Gece gündüz Antalya Müzesi önünde nöbet tutan kent savunucularının kalabalık bir grup halinde çıktıkları sahnede plaketi, grup sözcüsü Prof. Dr. Gül Işın aldı. Çağrı Sert ve düzenleme kurulundan Ümit Şeker’den plaketi alırken bundan onur duyduklarını belirten Gül Işın, “Müzemizin yıkılması konusunda bilimsel argümanları ortaya koyarak ilgililere iletmek istemiştik. Mevcut iktidar asla sesimizi duymak istemedi. Fakat biz sesimizi aslında çok büyük bir güç olan halkımıza duyurduk.

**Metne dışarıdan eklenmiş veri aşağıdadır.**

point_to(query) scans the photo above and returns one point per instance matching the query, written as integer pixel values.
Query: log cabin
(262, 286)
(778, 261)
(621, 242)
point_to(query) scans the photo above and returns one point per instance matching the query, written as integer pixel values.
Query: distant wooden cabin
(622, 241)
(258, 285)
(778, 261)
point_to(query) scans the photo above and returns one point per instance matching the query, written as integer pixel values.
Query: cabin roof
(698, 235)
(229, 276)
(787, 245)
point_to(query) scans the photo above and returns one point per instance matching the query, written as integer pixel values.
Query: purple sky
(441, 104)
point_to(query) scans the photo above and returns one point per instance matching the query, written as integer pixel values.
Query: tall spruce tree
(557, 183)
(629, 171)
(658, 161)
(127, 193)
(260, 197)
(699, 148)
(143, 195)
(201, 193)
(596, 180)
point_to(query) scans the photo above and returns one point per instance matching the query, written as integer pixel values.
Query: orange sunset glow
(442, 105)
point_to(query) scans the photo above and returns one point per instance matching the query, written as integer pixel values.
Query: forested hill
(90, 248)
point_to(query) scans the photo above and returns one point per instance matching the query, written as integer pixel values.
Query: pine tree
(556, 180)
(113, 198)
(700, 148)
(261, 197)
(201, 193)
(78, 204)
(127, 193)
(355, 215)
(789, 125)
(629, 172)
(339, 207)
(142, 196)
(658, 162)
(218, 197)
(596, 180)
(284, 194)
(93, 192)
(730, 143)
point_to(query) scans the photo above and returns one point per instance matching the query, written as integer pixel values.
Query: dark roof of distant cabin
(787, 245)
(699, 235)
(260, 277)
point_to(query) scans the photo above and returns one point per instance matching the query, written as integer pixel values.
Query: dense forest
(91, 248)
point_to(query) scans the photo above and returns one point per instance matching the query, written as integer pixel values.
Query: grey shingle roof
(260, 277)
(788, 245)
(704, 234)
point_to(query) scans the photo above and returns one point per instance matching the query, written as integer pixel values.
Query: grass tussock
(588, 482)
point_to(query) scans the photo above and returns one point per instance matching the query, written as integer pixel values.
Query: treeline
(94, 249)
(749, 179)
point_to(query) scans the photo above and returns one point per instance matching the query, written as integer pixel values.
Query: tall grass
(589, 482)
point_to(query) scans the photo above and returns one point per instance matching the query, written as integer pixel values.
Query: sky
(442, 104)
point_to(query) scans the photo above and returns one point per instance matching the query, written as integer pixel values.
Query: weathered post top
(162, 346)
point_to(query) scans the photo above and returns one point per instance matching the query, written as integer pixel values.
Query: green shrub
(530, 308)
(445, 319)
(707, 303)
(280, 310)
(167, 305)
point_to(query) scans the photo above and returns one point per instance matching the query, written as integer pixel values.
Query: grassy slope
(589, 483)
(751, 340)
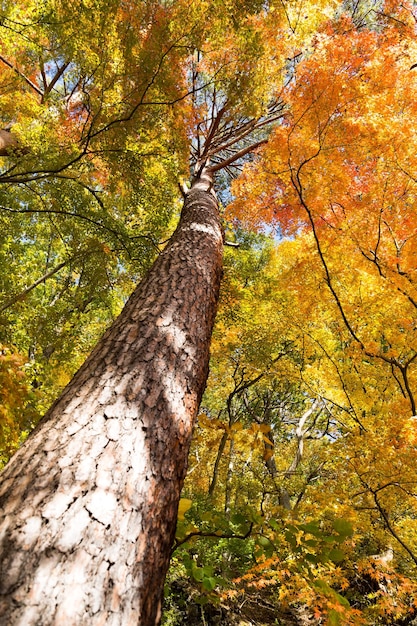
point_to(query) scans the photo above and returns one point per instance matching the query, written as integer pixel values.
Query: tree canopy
(301, 489)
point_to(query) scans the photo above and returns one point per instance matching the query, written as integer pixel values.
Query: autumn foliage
(301, 490)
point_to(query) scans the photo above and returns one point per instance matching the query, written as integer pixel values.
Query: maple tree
(313, 352)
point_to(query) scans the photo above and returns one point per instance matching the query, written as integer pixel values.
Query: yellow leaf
(183, 507)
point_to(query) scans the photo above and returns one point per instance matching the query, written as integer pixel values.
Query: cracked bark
(89, 503)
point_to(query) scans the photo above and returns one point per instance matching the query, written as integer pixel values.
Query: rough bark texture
(89, 504)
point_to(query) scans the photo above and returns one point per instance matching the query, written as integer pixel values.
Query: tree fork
(89, 503)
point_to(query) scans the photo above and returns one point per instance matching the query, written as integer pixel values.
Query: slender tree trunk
(89, 503)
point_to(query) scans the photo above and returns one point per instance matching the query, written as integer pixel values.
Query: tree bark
(89, 503)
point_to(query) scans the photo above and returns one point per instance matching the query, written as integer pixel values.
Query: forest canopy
(301, 494)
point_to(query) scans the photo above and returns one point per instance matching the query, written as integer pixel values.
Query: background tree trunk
(89, 503)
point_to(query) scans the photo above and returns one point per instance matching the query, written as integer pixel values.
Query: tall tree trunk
(89, 503)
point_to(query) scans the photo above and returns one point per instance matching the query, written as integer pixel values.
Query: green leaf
(209, 583)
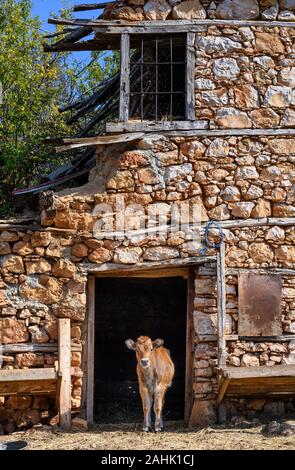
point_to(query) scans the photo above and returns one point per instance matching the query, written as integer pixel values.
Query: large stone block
(237, 10)
(13, 331)
(189, 10)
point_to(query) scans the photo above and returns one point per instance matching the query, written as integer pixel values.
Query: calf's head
(144, 348)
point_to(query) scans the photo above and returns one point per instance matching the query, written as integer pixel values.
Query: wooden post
(64, 359)
(221, 306)
(190, 347)
(190, 113)
(124, 78)
(90, 348)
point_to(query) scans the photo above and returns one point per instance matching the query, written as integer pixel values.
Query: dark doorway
(127, 308)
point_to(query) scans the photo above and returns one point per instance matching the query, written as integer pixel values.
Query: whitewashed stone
(286, 15)
(287, 76)
(270, 13)
(288, 119)
(253, 192)
(189, 10)
(218, 148)
(226, 68)
(246, 172)
(204, 84)
(157, 9)
(230, 194)
(275, 234)
(278, 96)
(249, 360)
(232, 118)
(242, 210)
(287, 4)
(237, 10)
(128, 255)
(218, 44)
(215, 97)
(159, 253)
(264, 61)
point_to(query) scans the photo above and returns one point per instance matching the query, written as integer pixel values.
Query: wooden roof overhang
(106, 33)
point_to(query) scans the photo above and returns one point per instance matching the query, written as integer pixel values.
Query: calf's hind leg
(146, 406)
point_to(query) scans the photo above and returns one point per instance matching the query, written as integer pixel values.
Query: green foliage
(35, 84)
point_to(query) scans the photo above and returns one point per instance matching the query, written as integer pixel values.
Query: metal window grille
(157, 77)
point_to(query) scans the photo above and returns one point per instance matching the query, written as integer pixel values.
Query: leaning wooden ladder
(244, 381)
(53, 381)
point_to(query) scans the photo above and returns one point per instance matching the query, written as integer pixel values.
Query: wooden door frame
(88, 335)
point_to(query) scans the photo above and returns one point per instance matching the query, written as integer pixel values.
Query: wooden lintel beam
(92, 6)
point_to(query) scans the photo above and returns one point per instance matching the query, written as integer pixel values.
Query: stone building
(204, 121)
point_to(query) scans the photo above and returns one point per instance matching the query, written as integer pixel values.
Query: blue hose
(209, 244)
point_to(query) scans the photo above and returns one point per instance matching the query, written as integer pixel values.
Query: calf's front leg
(158, 408)
(146, 406)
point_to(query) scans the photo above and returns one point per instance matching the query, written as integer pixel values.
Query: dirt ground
(176, 437)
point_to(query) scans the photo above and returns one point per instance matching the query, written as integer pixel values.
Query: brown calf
(155, 371)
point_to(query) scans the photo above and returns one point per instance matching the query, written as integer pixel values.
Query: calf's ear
(130, 343)
(158, 343)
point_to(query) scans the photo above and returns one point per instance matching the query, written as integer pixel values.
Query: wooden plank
(259, 304)
(16, 375)
(229, 132)
(190, 347)
(124, 78)
(221, 305)
(35, 348)
(92, 6)
(255, 339)
(64, 359)
(224, 383)
(90, 348)
(213, 338)
(260, 371)
(28, 387)
(190, 113)
(166, 26)
(283, 271)
(155, 126)
(120, 268)
(102, 140)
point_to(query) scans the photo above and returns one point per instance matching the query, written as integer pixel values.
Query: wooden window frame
(190, 122)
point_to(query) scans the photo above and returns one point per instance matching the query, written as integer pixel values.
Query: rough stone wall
(44, 271)
(245, 77)
(139, 10)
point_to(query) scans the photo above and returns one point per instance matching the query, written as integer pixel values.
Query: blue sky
(43, 8)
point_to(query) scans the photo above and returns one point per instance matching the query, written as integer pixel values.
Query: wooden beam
(260, 371)
(168, 26)
(190, 347)
(221, 305)
(124, 78)
(64, 359)
(92, 6)
(100, 140)
(213, 338)
(237, 271)
(121, 268)
(90, 348)
(254, 339)
(190, 113)
(35, 348)
(21, 375)
(224, 383)
(154, 126)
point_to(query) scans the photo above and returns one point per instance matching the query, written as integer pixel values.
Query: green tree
(34, 85)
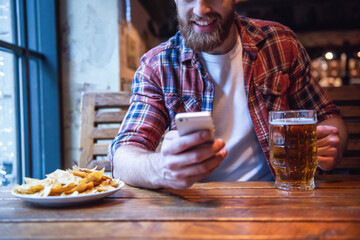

Bu bizim için çok daha önemli oldu” dedi.
Müze binasının yıkıldığını ancak umut ve bilinç faktörlerinin önemli olduğunu belirten Işın, şöyle devam etti: “Biz Antalya halkının bütününde değil ama çok önemli düşünen kesiminde duygudaşlık yaşadık ve bundan sonraki süreçlerde, belki de tüm bu hukuksuzlukların, düşünerek yapılmaması gerektiğini, arkasında Antalya’nın düşünen hisseden, kentlilik bilincine hakim olan insanların durduğunu anlayacaklar diye ümit ediyoruz. Baromuzun, odalarımızın bize sahip çıkması, birlikte bu direnişin içinde olmamız Antalya’nın ne kadar güçlü bir sesi olabildiğini de bize gösterdi.”
GALADA 3 KISA FİLM GÖSTERİMİ
Gecede plaket töreninin ardından Duygu Başbağ ve Ferhat Başbağ çifti müzik dinletisi sundu. Ardından önce Müfit Kayacan’ın başrolünde olduğu “Eksi Bir”, daha sonra Filistin’deki katliamı ve acıları anlatan kısa belgesel “İsmimi Yaz” ve Fransa’dan işçi filmi “Alarmlar” gösterildi.
Sponsorsuz, biletsiz, ücretsiz, gönüllü emeğiyle oluşturulan İşçi Filmleri Festivali’nin Antalya galası, gecede gönüllü emek verenlerin sahneye davet edilmesiyle son buldu.